Diante do exposto, queremos mostrar que, por meio dos conhecimentos prévios dos alfabetizandos jovens e adultos, o(a) educador(a) pode obter maior êxito, coerência e proveito, considerando assim, a leitura de mundo que eles já possuem da sua prática social, articulando- a com os conhecimentos formais da escola. “O interessante é a compreensão de que o professor pode mediar aprendizagens significativas, isto é, existe a possibilidade de intervenção pedagógica, numa ampla gama de situações que podem levar a construção ou mesmo à reconstrução de conhecimentos” (PICONEZ, Ibid. p. 87).Esta é uma prática docente em que o educando jovem e adulto é considerado no espaço escolar por meio de sua oralidade, dialogando, debatendo, produzindo textos, realizando operações a partir das experiências de seu cotidiano, colocando-o no processo de amadurecimento de seu mundo.

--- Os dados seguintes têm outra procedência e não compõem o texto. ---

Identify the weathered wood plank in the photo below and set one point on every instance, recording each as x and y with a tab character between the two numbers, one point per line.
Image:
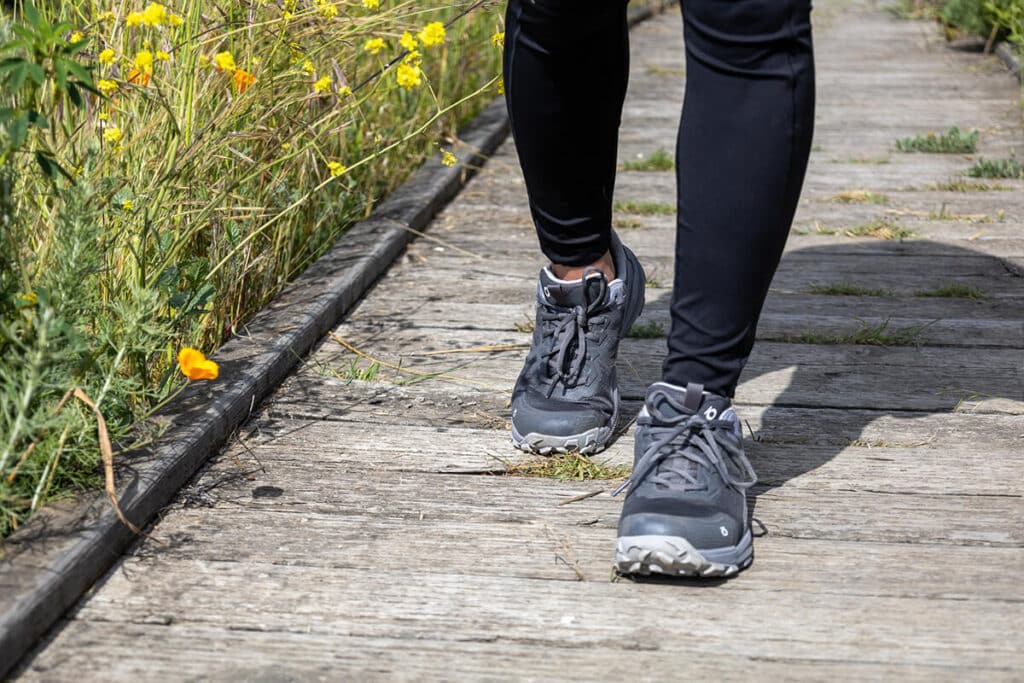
201	651
449	606
907	461
785	316
939	379
334	541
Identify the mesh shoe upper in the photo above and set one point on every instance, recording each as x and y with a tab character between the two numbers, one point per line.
690	473
567	385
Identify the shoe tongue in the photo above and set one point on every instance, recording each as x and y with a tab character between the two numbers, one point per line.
570	293
672	400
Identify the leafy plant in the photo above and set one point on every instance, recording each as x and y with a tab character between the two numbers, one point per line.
996	168
952	141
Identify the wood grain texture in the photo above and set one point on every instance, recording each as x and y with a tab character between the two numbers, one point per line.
365	529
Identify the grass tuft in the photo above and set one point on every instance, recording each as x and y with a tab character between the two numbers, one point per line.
566	467
659	160
956	185
952	291
998	168
880	228
645	208
860	197
648	330
354	371
864	335
953	141
848	289
868	160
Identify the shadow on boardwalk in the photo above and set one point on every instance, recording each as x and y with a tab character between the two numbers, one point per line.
926	377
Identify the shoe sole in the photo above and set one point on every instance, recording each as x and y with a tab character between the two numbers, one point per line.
674	556
587	443
596	439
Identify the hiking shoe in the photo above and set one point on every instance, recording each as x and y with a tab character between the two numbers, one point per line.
566	397
685	514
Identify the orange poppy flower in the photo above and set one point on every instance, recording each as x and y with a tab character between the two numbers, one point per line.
195	366
243	80
137	77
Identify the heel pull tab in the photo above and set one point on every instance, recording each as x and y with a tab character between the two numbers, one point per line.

Em função disso Freire (2003, p. 82) assinala,

Era analisando com os alunos seus trabalhos concretos, sua experiência de redação, que eu ia, com indiscutível facilidade, pondo sobre a mesa questões de sintaxe cujo estudo era previsto, na programação de conteúdos [...] Não era transplantada das páginas frias de uma gramática [...]

Uma das conseqüências óbvias de uma prática assim era o gosto com que os alunos se entregavam à escrita e à leitura. O gosto e a segurança.

Nesse sentido, o(a) educador(a) encontra, ciente da dimensão e da importância de reconhecer na prática educativa, o universo dos educandos através de sua oralidade, um meio facilitador de conduzi-los à libertação do senso comum, para o senso crítico, a fim de inseri- los de forma efetiva no meio social do mundo letrado.

Há de se considerar ainda que, não temos nesta pesquisa, o intuito de colocar imensas responsabilidades sobre o(a) educador(a) da alfabetização de jovens e adultos. Estamos apenas ressaltando, o seu poder de intervenção e direcionamento na prática educativa, a necessidade de sua consciência crítica e, sobretudo, do seu fazer cônscio na ação concreta em sala de aula com seu educando. Pois, como expressa a professora Pagu, alfabetizar “É um processo que vai muito além do ler e escrever, é poder proporcioná-los a leitura do que estar

ao seu redor. É tendo conhecimento de mundo que o cerca, a alfabetização se torna mais fácil, pois os educandos trazem uma bagagem enorme do mundo deles”. Esta bagagem é, geralmente exposta por meio de sua oralidade.